The Permanent "Crisis"
You'd think that the Biden Administration Team of 1s never wants the "COVID Crisis" to end. Rather than allowing the CDC's ill-advised, ineffective, unscientific, and clearly unnecessary mask mandates on public transportation to fade away, the Feds have decided to go to court to keep them in place—to keep the bitter COVID clingers afraid and hiding in their figurative basements.
The authoritarian feel of mandates seems to strike a chord with those on the Left. Rather than "strongly advising" that citizens should wear masks, if they assess the risk to be severe (an irrational assessment, but whatever), the blue governance crowd DEMANDS that everyone be forced to mask up because ... "caring."
This ridiculous position was invalidated by a federal judge, but the DoJ is fighting back at the behest of Biden's Team of 1s. In the process, citizens (who think rationally) lose even more trust trust in a government that has already lost its position of authority and credibility.
But there's more to this that that. The editors of the Wall Street Journal comment:
The Covid emergency is over thanks mainly to vaccines and therapies. Yet Health and Human Service s Secretary Xavier Becerra on Wednesday extended the national public-health emergency for another 90 days. Why? Because permanent crisis means more dependence on government.
The Trump Administration invoked the emergency under the Public Health Service Act on Jan. 31, 2020 to reduce red tape for healthcare providers. But then Congress linked an expansion of Medicaid and food stamps to the declaration. Now progressives don’t want the emergency to end.

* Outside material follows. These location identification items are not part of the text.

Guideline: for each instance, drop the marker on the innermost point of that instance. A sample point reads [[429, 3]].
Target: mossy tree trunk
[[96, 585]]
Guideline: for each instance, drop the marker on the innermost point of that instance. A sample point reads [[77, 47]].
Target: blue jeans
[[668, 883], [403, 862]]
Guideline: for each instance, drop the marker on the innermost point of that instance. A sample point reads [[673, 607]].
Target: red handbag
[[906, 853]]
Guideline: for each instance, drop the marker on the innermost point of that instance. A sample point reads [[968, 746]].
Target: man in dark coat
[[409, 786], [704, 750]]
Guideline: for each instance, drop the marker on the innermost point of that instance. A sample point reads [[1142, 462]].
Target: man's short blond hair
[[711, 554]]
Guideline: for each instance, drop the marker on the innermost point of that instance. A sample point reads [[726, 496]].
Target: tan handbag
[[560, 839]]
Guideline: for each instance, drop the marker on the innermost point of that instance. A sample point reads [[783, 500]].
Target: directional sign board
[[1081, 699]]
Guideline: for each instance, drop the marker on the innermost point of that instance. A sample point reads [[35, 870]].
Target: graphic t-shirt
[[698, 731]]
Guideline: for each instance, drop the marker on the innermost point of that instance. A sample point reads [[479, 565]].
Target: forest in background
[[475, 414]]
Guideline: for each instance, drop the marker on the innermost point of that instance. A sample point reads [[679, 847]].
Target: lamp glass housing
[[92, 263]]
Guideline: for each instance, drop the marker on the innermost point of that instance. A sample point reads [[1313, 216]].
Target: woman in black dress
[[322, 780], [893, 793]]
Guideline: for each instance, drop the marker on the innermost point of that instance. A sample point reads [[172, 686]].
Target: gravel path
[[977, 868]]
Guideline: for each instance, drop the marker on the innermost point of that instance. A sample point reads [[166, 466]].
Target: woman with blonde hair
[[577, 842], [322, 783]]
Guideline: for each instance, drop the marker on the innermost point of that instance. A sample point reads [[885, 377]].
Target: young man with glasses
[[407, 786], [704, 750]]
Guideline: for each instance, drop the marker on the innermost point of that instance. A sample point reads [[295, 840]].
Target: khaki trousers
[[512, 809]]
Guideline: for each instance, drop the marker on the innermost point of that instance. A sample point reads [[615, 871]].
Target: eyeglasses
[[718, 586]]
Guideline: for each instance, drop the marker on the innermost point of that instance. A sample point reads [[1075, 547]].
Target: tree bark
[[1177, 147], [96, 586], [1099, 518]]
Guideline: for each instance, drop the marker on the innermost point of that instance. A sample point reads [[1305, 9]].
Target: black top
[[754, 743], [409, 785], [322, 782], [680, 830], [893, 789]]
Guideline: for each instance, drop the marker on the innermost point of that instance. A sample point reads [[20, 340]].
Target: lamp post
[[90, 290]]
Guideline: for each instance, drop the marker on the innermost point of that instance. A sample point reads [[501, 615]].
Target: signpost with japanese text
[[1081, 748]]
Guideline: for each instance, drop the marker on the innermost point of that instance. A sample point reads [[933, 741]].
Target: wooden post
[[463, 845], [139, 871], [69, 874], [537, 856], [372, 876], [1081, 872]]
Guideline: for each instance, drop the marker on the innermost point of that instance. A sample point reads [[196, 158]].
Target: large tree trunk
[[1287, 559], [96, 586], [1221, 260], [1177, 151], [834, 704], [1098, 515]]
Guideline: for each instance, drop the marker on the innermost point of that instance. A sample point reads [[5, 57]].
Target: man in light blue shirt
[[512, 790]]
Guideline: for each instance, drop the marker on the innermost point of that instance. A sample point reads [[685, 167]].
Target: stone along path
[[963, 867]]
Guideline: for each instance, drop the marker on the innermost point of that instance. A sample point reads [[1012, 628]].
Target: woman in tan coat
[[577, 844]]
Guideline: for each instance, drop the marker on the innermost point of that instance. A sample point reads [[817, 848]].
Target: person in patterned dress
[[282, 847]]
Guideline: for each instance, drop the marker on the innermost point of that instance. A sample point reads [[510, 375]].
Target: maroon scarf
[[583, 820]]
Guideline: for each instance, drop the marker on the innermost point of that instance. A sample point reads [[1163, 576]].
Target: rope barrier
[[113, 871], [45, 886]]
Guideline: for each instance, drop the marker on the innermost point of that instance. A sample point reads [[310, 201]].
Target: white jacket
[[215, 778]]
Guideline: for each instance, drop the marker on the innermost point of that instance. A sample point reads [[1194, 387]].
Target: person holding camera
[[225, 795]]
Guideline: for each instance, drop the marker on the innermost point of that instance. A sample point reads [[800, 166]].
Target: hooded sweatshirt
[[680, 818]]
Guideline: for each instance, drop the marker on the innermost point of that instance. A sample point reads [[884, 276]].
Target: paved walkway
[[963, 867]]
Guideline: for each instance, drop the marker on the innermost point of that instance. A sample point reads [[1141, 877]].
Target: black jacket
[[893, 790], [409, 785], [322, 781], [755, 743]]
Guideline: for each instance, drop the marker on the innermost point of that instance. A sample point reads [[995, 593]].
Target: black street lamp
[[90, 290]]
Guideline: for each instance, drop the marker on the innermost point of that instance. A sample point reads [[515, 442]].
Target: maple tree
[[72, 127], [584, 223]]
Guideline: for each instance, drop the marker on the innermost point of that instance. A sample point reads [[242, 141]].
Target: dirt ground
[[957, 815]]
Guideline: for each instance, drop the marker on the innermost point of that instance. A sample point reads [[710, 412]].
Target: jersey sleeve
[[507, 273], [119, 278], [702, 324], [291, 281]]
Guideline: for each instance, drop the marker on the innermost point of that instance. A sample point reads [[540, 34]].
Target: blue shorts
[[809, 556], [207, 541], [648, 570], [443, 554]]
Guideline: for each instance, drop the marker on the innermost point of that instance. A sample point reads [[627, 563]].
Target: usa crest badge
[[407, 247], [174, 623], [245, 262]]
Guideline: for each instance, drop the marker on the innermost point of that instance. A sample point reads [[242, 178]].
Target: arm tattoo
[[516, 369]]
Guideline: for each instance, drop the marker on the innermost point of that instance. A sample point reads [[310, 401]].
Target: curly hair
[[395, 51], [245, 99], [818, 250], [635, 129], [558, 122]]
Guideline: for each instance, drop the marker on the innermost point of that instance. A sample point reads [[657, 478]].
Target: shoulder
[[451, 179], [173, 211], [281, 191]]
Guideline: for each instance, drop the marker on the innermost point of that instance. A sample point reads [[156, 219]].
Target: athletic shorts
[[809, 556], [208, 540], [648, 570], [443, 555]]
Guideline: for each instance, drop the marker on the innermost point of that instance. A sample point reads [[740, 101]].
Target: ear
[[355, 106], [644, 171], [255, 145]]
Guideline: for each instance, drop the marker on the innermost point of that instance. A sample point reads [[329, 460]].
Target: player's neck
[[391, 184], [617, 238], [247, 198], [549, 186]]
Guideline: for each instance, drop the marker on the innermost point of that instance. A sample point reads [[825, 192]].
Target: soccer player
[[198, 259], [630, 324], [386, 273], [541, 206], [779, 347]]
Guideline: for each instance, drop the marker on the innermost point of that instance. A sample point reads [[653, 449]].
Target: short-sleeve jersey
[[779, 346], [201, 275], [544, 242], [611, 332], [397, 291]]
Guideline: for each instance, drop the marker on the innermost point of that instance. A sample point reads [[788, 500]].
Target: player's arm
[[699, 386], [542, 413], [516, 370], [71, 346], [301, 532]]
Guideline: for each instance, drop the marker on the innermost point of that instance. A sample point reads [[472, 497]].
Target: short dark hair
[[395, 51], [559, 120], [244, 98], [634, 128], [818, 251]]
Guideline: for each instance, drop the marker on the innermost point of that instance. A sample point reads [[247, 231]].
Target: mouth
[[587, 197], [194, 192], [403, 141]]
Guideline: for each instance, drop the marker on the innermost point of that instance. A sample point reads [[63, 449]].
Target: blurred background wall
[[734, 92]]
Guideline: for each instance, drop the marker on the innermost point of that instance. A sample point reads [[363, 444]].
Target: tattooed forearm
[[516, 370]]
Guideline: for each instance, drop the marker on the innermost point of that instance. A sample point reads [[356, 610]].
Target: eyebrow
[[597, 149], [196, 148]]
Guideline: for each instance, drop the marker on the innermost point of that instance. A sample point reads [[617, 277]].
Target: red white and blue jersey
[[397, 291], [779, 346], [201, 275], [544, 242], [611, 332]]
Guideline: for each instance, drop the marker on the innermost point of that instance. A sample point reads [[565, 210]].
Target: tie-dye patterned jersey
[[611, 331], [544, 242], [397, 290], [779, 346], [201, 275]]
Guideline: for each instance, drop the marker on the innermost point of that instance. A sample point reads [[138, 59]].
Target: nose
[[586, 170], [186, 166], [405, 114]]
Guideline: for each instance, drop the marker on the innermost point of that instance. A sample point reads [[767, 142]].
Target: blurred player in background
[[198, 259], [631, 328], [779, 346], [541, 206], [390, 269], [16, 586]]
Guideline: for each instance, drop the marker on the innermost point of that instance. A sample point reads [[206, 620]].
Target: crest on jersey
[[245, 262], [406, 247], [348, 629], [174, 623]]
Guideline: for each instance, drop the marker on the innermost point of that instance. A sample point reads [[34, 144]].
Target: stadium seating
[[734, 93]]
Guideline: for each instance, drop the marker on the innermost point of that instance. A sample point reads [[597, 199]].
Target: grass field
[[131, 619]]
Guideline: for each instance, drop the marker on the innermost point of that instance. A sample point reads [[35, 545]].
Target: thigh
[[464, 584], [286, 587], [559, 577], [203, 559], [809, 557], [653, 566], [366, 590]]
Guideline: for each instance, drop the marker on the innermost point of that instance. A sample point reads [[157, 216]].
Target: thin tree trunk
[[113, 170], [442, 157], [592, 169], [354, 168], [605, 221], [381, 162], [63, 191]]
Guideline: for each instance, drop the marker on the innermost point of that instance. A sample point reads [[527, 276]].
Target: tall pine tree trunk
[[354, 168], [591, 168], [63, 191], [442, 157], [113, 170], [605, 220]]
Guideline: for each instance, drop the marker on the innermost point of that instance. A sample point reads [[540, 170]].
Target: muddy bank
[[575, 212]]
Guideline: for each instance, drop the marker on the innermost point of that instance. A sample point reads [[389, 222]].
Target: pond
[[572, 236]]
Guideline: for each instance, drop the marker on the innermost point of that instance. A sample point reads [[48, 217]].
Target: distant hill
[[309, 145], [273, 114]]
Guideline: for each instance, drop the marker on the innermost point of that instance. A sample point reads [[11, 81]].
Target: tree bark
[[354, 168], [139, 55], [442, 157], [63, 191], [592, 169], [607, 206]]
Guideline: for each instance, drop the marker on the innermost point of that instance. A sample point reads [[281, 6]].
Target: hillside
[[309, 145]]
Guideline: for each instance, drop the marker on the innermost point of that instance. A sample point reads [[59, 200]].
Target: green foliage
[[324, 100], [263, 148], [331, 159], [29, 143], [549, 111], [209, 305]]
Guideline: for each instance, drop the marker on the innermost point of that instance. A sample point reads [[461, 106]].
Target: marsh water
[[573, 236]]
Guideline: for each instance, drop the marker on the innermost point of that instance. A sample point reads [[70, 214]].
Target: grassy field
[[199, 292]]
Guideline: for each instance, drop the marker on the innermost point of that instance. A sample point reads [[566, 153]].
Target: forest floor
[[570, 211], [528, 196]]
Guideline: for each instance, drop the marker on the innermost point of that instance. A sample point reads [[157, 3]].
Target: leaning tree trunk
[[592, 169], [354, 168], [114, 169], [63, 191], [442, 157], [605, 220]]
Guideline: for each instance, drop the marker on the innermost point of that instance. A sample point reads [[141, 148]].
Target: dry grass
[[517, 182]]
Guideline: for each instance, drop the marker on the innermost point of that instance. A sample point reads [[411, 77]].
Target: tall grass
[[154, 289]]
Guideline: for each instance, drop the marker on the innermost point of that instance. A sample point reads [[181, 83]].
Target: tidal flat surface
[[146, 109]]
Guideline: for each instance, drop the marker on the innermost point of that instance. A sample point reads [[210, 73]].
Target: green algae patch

The Families First Coronavirus Response Act of March 2020 suspended food-stamp work requirements for able-bodied adults without dependents during the emergency. These individuals normally can’t receive benefits for more than three months over a three-year period unless they work or participate in a work-training program. Congress also boosted benefits, so the average monthly payment is now double ($240 per person) what it was in 2019.
Suspending work requirements was intended to help workers laid off during lockdowns when few jobs were available. But once lockdowns eased, businesses were desperate to hire. The sweetened food stamps and suspended work-requirement—on top of enhanced unemployment benefits and other transfer payments—reduced the incentive to return to work.Now there are 1.8 job openings for every unemployed worker, and the unemployment rate has fallen to near pre-pandemic levels. Yet as of January there were nearly 2.5 million more households receiving food stamps than in 2019 and 500,000 more than in April 2020. What’s wrong with this picture?
Nothing ... from the point of view of the Democrats. Prolonging the "emergency" prolongs unnecessary dependence on government, and that is the core strategy of the blue crowd. Dependence is purchased through massive spending (inflation, anyone?)—and that benefits the millions of people who feed off the federal bureaucracy far more than it benefits the people who actually might need a helping hand.
With the exception of an accelerated vaccine program, virtually every COVID decision made by federal leaders has been proven (repeatedly) to have caused more harm that good. Lockdowns, school closures, mask mandates and the like have created an environment that has done little good and a lot of bad. The petty dictators who enforce this idiocy seem to love it, but that doesn't make them right or righteous.
UPDATE:
James Taranto comments:
About a year ago, mask mandates became a matter less of promoting public health than of imposing authority on people with lower status. That explains why they have lingered far longer in schools and colleges, which have the ability to control the behavior of students, than in most adult settings, even though young people are at low risk from Covid. It explains why political officeholders so often flouted their own mask mandates in public. It explains why, during the brief Covid spring of 2021, the CDC decreed that only unvaccinated people needed to keep wearing masks.
It explains why even after the CDC reversed itself in July and returned to urging masks for everyone, major retailers and service establishments required employees but not customers to wear masks.
COVID-related "mandates" of any kind trample the rights of citizens to assess risk, take recommendations from legitimate scientists (Anthony Fauci has forfeited any right to be included in that category), and then decide for themselves the precautions to take. The notion that all of us must accede to the often irrational demands of the most fearful or even the most vulnerable is a travesty. Those who are fearful and/or vulnerable have a responsibility to act differently from the rest of us so they can mitigate the danger they perceive. But to force the rest of us to go along isn't based on "caring"—it's authoritarian nonsense.